Blog

#5 Bankstatemently Open Benchmark: Testing what really breaks bank statement parsers

Published: March 18, 2026

·4 min read

Everybody can now build a bank statement converter. Any vision model can look at a PDF and extract transactions. So how do you know if your parser is actually good? I built a benchmark to find out.

The trust problem

If you're building anything that touches bank or credit card statements — a bookkeeping tool, a lending platform, a fraud detection system — you need test data. But real statements contain sensitive financial data. You can't share them, you can't publish them, and you definitely can't use them in a public benchmark.

So what happens? Everyone tests against their own private set of PDFs, claims "99% accuracy", and there's no way to verify any of it.

I didn't want to be another voice shouting that my parser is the best. I wanted proof. When I started building Bankstatemently, I built the evaluation system first — before the product features. Because you can't have a financial document be a little bit wrong. People are building their businesses on trusting your results.

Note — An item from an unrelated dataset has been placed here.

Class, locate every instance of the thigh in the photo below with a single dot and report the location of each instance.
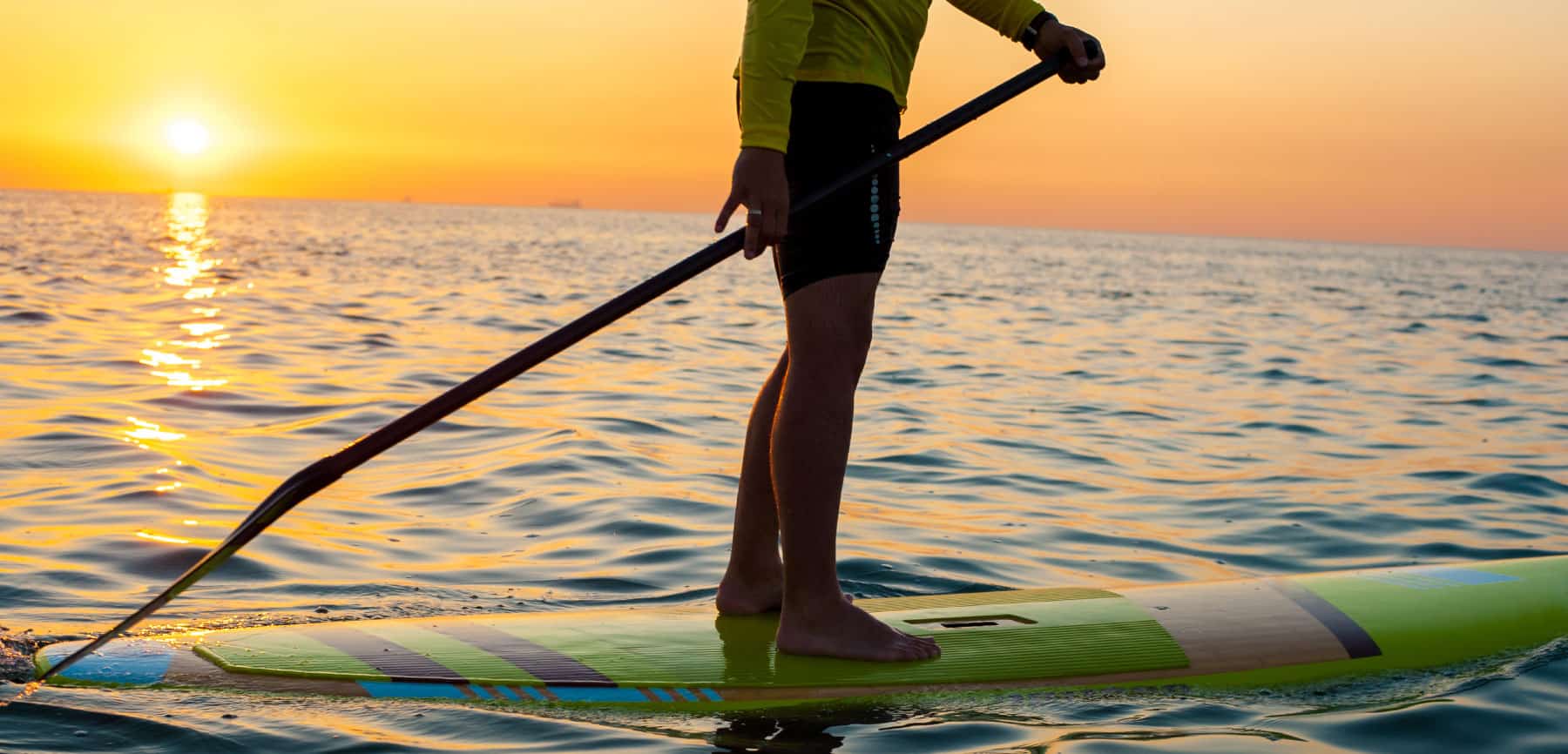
(830, 321)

Bank statements aren't random

Here's an insight that might sound obvious once you hear it: bank statements can be destructured, classified, and regenerated. Every statement follows patterns — how dates are formatted, where amounts appear, how columns are laid out, how the document signals which transactions are debits and which are credits.

Once you understand these patterns deeply enough, you can generate synthetic statements that look and behave like real ones — but contain no real customer data. That's what the Bankstatemently Open Benchmark is: the end product of decomposing real bank statements into their structural components and rebuilding them from scratch.

What I'm releasing

Today I'm releasing the first 5 synthetic bank and credit card statements. 10 more are coming — and what ends up in those 10 will partly depend on your feedback.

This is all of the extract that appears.